Third Sunday in Ordinary Time

Scriptures:    Jonah 3:1-5, 10;     1 Corinthians 7:29-31;     Mark 1:14-20

Can God Change his Mind?

Well we hear that God can change his mind, if he wants: “As long as God is faithful to God’s people.”

As we heard in the First Reading from Jonah:  “When God saw by their actions how they turned from their evil ways, he repented of the evil he had threatened to do to them; he did not carry it out.”

Of course there are many levels to the Book of Jonah and the reading that we heard today.

For example, the author of the Book of Jonah has a few points to make to the readers, among them that “God cannot be squeezed into the box of our making.”

Like people of the past, we the people of today ask, as we prayed and sang in the Responsorial Psalm (Psalm 25: 4-5, 6-7, 8-9):   “Teach me your ways, O Lord.”

This is the call of each of us, the disciples of Jesus – “Teach me your ways, O Lord.”

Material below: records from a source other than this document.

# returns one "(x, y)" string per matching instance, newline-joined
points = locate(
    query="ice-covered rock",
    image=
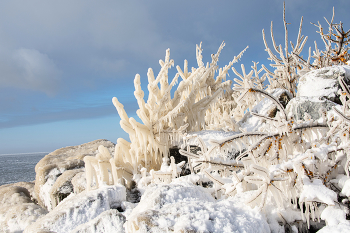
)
(17, 210)
(323, 82)
(56, 163)
(79, 209)
(188, 208)
(108, 221)
(63, 186)
(265, 107)
(298, 106)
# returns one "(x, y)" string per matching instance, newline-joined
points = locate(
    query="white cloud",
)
(29, 69)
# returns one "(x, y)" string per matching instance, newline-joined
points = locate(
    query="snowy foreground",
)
(248, 199)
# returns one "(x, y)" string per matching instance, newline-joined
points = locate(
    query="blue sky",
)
(61, 62)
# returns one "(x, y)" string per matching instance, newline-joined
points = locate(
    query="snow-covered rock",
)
(108, 221)
(53, 165)
(323, 82)
(188, 208)
(17, 210)
(79, 209)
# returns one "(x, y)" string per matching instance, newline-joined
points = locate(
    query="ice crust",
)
(189, 208)
(79, 209)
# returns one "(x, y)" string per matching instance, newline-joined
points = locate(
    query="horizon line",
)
(25, 153)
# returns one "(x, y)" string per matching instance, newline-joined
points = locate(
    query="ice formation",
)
(268, 152)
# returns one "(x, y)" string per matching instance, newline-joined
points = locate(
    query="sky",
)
(62, 62)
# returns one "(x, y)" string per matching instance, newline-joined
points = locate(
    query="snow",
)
(335, 219)
(79, 209)
(316, 191)
(183, 207)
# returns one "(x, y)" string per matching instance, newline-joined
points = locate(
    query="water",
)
(19, 167)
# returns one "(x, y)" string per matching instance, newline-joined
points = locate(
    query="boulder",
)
(17, 210)
(79, 209)
(184, 207)
(323, 82)
(53, 165)
(63, 186)
(264, 107)
(108, 221)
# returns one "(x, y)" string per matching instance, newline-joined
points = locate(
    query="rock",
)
(17, 210)
(298, 106)
(13, 195)
(27, 185)
(15, 218)
(63, 186)
(53, 165)
(264, 107)
(79, 209)
(108, 221)
(79, 182)
(323, 82)
(184, 207)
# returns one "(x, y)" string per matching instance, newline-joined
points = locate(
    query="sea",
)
(19, 167)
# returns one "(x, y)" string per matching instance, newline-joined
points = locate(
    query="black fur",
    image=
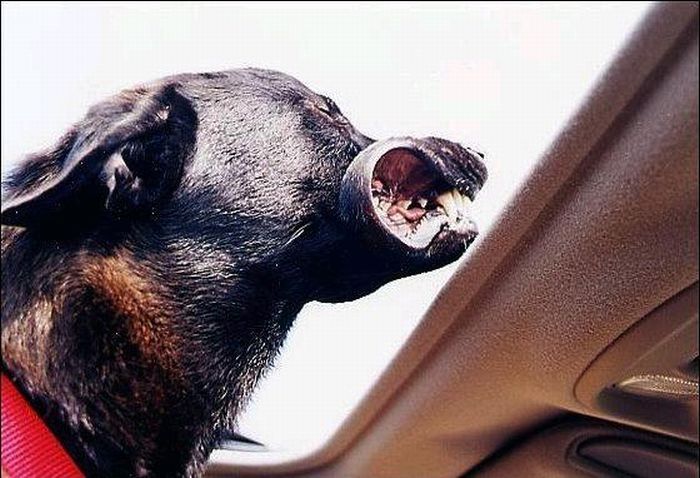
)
(155, 258)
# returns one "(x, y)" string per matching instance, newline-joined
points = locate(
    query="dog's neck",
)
(120, 358)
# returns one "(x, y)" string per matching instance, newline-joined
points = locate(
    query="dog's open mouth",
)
(416, 192)
(415, 202)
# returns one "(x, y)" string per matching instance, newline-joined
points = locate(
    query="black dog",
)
(155, 258)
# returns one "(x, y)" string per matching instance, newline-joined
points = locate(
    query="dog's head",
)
(246, 171)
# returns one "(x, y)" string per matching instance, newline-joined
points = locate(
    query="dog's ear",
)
(125, 157)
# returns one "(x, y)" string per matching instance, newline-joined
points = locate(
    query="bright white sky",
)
(501, 77)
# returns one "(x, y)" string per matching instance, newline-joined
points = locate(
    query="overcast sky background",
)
(500, 77)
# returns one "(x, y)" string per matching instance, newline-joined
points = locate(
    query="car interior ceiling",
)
(567, 343)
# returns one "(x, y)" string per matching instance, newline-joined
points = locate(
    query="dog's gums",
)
(415, 202)
(151, 269)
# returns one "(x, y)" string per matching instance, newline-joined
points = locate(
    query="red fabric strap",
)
(29, 449)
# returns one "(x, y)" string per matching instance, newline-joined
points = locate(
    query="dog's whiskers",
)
(297, 234)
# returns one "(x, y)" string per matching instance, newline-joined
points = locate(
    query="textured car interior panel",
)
(602, 235)
(579, 447)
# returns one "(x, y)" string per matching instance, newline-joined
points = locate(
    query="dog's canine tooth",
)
(447, 201)
(403, 204)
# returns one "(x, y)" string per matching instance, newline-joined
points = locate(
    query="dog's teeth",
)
(447, 201)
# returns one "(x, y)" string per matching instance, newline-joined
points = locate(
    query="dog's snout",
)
(463, 158)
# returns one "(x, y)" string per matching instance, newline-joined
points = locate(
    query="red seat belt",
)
(29, 449)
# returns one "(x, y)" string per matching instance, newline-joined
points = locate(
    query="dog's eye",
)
(329, 108)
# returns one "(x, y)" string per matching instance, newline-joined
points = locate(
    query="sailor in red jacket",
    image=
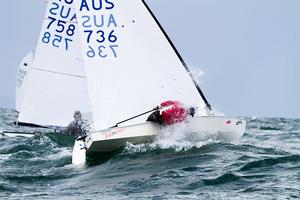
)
(171, 112)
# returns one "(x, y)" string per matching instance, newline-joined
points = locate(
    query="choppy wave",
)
(264, 164)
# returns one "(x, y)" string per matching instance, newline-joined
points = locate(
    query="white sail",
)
(57, 84)
(130, 65)
(22, 80)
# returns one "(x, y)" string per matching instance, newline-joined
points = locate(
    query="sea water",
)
(263, 164)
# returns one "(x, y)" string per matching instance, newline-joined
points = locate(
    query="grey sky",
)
(248, 49)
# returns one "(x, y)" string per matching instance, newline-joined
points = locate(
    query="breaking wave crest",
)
(176, 138)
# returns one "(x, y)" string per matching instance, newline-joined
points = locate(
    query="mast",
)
(178, 55)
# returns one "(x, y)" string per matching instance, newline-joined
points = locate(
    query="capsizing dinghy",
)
(131, 64)
(110, 60)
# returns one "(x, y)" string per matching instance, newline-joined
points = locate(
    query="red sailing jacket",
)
(175, 114)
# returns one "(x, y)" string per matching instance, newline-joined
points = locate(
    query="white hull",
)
(221, 128)
(15, 134)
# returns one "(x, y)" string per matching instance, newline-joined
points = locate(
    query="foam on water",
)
(176, 138)
(264, 164)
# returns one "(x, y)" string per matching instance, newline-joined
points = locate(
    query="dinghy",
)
(131, 64)
(111, 60)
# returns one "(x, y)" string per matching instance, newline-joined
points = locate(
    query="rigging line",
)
(60, 73)
(178, 55)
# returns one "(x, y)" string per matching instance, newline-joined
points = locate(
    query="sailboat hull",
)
(220, 128)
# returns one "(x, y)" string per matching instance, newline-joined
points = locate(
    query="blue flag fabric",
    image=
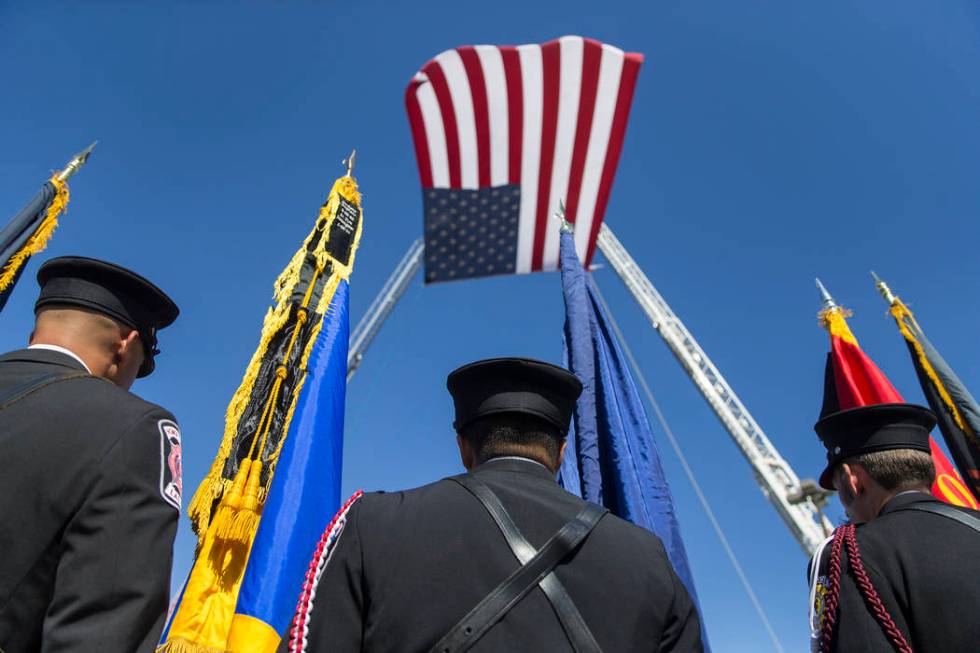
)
(611, 457)
(305, 490)
(16, 233)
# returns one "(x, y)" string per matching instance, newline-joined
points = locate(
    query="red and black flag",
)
(956, 410)
(853, 380)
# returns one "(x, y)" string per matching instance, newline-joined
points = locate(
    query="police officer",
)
(905, 574)
(500, 558)
(91, 481)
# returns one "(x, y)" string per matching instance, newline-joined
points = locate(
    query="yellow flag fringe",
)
(39, 239)
(899, 311)
(214, 485)
(181, 645)
(226, 512)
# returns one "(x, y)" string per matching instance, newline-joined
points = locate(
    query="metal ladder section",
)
(775, 477)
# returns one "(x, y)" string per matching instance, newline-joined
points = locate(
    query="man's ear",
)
(466, 454)
(127, 346)
(561, 453)
(853, 477)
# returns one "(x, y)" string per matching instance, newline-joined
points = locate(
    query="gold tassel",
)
(181, 645)
(834, 320)
(39, 239)
(898, 311)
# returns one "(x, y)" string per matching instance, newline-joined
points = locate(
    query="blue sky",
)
(769, 142)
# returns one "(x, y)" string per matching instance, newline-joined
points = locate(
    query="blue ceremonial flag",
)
(611, 457)
(276, 479)
(305, 490)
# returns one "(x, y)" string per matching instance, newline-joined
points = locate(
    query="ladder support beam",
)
(775, 477)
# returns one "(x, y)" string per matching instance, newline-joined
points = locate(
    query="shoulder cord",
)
(847, 534)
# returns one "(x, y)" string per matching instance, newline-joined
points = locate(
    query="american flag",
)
(502, 135)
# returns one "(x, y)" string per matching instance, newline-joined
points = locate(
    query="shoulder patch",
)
(171, 471)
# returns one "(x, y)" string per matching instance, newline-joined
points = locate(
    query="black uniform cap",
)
(514, 385)
(110, 290)
(878, 427)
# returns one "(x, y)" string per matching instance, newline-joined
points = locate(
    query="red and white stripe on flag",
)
(549, 119)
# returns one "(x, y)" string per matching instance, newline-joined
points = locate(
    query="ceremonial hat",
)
(868, 428)
(111, 290)
(513, 385)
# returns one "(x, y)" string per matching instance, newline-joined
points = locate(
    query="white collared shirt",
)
(517, 458)
(63, 351)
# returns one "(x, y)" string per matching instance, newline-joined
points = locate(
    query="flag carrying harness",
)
(536, 570)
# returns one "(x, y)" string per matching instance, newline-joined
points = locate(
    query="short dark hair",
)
(898, 469)
(514, 434)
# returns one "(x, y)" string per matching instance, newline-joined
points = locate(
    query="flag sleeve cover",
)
(28, 233)
(859, 382)
(502, 134)
(276, 478)
(955, 408)
(611, 457)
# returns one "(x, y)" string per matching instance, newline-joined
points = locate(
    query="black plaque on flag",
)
(340, 240)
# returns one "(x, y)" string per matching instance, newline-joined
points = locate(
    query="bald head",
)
(110, 349)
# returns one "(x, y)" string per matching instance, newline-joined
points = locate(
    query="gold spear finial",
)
(76, 162)
(883, 288)
(828, 301)
(349, 162)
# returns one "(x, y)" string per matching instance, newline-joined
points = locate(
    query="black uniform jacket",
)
(409, 565)
(926, 569)
(86, 534)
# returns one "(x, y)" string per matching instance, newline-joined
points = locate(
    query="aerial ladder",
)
(799, 503)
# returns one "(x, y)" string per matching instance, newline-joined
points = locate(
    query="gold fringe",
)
(214, 485)
(835, 321)
(898, 311)
(39, 239)
(235, 527)
(181, 645)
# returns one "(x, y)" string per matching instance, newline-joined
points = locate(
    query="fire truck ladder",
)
(797, 503)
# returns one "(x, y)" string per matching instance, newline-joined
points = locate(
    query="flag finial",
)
(76, 162)
(883, 288)
(566, 226)
(349, 162)
(828, 301)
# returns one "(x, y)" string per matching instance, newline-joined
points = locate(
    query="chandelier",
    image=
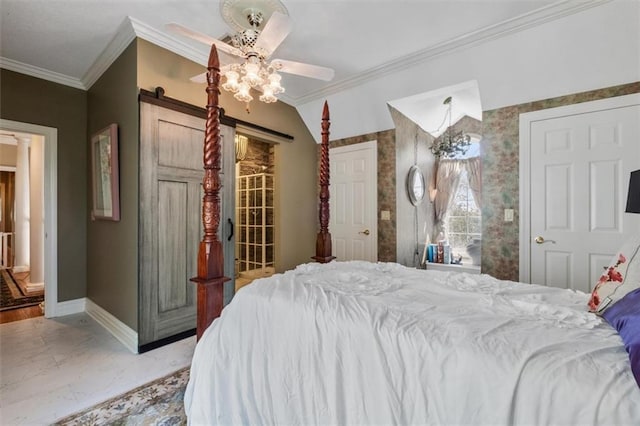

Take the disciples who we hear of today in the Gospel, they left what they were doing to follow the Lord, to learn more about Jesus and “the way” of this Preacher, Jesus.”

Just think of how difficult it was for these first disciples to leave their comfort zones and follow Jesus.  They left what they knew and went into what they did not know.   But in time, it would begin to be revealed to them.

In our journey of life and faith, to take the next step, to knowing someone, or knowing something, or just changing or improving some part of our life, our selves… We have to leave something behind.

What is it in our lives that God is asking us as person, family and Parish to “leave behind” to change in our lives?

Maybe the nets of self-interest, greed, anger, indifference or deception…

Just getting by…  Settling in…   Preconceived ideas or beliefs…  Attitudes or judgments about people or groups or even God.

Part of our journey of life and faith includes coming to know God more and more. Something that takes a lifetime, and who knows, probably an eternity.  But something that is very necessary for us today, as person, family and Parish.

For in the long run, discipleship is about our love of God, our love of others, our faithful discipleship that is centered in Jesus, our Brother and God.  A discipleship that continues to hear Jesus say to us,  “Come and See; Come Follow Me.”  May it come to past that we faithfully:   “Followed Him” – (Jesus).